Kartoffel – die Stärke in Ihrem Garten
Die Kartoffel gehört zu den Nachtschattengewächsen. Im eigenen Garten begeistern sie mit ihrer Vielfalt und reichen von kleinen Frühkartoffeln bis zu kräftigen Lagerkartoffeln. Gleichzeitig sind sie ein Genuss für die Küche – nahrhaft, vielseitig und voller Vitamine.
Autorin: Cornelia Förster
Kartoffeln anbauen: Der richtige Zeitpunkt
Wer seine Kartoffeln früh ernten möchte, kann sie bereits ab März in einer Kiste vorkeimen lassen. Für kräftige Triebe sollte der Lagerort warm und hell sein, ideal sind Temperaturen von 10–20 °C.

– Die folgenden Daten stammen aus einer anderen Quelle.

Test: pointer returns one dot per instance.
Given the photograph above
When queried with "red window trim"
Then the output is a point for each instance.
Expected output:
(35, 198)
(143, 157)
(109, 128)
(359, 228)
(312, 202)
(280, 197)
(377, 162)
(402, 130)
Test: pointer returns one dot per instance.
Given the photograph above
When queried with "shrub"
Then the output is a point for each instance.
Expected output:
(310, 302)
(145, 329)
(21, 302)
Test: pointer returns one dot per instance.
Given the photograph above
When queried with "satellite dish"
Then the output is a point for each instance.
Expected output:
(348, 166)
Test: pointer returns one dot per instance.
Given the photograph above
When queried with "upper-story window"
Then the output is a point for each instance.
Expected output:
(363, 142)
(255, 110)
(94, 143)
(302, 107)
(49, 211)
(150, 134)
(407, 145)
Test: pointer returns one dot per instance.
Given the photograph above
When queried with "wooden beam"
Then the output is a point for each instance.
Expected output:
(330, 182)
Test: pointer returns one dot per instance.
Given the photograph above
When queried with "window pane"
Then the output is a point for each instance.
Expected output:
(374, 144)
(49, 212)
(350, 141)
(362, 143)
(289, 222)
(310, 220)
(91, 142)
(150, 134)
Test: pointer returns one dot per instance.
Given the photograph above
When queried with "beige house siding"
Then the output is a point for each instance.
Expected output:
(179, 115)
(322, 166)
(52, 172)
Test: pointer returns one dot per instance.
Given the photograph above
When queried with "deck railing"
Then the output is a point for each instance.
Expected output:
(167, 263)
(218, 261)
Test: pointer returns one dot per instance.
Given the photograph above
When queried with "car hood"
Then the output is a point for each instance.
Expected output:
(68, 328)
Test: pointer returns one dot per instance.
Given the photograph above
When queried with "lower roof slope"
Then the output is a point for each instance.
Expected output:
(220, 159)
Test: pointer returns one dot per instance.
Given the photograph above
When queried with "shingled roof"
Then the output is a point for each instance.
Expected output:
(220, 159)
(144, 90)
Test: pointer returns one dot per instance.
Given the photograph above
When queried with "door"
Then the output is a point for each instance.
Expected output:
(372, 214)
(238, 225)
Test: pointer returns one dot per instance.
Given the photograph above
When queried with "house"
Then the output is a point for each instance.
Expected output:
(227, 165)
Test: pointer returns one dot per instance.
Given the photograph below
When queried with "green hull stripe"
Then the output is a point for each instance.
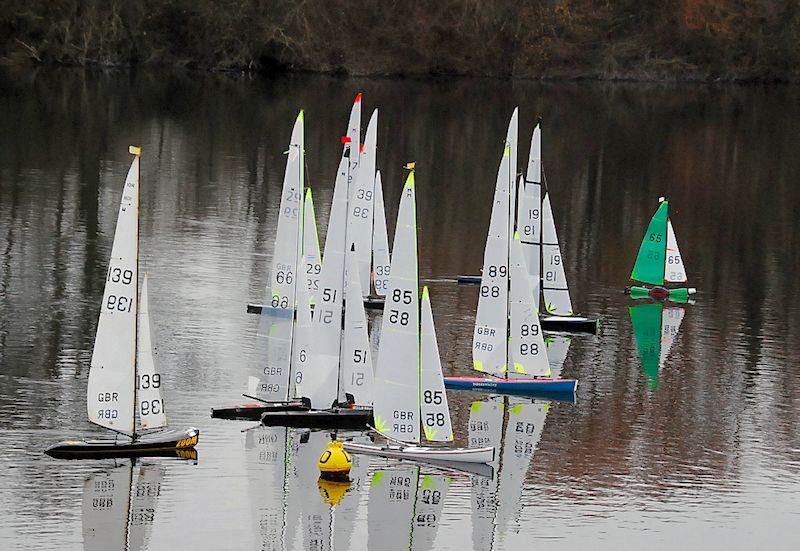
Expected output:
(646, 320)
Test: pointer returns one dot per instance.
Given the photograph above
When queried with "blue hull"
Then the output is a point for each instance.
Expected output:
(526, 387)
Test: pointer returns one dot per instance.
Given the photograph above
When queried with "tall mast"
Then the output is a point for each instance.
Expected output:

Ab einer Bodentemperatur von 10 °C können die ersten frostempfindlichen Kartoffeln bei trockenem Boden gepflanzt werden. Ziehen Sie dafür eine tiefe Pflanzrille, legen die Knollen hinein und schließen die Rille wieder. Innerhalb von 2–3 Wochen zeigen sich die ersten grünen Triebe.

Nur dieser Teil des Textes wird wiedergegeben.